This study investigated the impact of training neural network-based channel estimators on mixed signal-to-noise ratio (SNR) datasets versus high SNR datasets for vehicular communications, finding that using only high SNR data is not always optimal and that adjusting the SNR range in training can improve performance, with some models showing better results in low SNR conditions when trained on mixed data.

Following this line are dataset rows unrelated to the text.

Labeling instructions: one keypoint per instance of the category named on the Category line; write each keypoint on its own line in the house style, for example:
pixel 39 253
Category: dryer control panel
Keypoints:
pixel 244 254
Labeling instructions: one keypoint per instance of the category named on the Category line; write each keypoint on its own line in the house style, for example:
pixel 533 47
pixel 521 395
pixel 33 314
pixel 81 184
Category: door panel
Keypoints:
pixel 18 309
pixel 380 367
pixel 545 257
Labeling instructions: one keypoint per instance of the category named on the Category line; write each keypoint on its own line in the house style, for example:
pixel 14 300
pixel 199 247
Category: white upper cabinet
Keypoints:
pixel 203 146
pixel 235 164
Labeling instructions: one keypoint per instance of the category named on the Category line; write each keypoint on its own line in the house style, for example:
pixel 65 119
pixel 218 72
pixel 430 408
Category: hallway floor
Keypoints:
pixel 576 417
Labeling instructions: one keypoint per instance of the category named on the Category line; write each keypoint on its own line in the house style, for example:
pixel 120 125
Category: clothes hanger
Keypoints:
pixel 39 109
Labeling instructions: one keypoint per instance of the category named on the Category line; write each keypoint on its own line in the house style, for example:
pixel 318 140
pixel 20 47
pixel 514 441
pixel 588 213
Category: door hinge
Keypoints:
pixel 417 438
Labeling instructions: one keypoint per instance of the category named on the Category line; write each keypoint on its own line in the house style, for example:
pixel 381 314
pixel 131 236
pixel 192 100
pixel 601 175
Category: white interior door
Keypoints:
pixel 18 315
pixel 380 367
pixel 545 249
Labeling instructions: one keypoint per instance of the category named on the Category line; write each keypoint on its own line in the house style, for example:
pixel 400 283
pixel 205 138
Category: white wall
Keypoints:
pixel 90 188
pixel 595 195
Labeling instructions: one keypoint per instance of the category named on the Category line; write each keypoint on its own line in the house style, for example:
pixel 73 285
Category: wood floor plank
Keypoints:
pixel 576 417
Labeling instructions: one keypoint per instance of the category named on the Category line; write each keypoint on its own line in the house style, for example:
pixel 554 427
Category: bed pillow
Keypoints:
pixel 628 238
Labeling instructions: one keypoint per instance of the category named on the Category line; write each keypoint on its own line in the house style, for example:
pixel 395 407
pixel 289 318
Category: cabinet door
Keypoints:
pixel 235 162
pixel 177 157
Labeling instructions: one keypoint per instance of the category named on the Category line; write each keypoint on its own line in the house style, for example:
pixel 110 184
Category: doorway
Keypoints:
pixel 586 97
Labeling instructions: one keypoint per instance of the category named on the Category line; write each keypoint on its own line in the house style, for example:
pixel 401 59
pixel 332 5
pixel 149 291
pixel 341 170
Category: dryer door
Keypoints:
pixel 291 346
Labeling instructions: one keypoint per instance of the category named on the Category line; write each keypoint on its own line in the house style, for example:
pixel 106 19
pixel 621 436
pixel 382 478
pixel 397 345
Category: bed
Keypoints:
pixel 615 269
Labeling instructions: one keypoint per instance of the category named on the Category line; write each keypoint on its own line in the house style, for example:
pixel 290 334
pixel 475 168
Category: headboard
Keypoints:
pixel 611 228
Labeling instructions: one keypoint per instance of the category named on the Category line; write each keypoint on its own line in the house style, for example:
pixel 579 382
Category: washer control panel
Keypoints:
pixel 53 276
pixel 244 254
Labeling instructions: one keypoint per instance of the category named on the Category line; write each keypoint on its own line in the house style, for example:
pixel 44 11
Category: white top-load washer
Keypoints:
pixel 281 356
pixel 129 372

Vehicular communication systems face significant challenges due to high mobility and rapidly changing environments, which affect the channel over which the signals travel. To address these challenges, neural network (NN)-based channel estimation methods have been suggested. These methods are primarily trained on high signal-to-noise ratio (SNR) with the assumption that training a NN in less noisy conditions can result in good generalisation. This study examines the effectiveness of training NN-based channel estimators on mixed SNR datasets compared to training solely on high SNR datasets, as seen in several related works. Estimators evaluated in this work include an architecture that uses convolutional layers and self-attention mechanisms; a method that employs temporal convolutional networks and data pilot-aided estimation; two methods that combine classical methods with multilayer perceptrons; and the current state-of-the-art model that combines Long-Short-Term Memory networks with data pilot-aided and temporal averaging methods as post processing. Our results indicate that using only high SNR data for training is not always optimal, and the SNR range in the training dataset should be treated as a hyperparameter that can be adjusted for better performance. This is illustrated by the better performance of some models in low SNR conditions when trained on the mixed SNR dataset, as opposed to when trained exclusively on high SNR data.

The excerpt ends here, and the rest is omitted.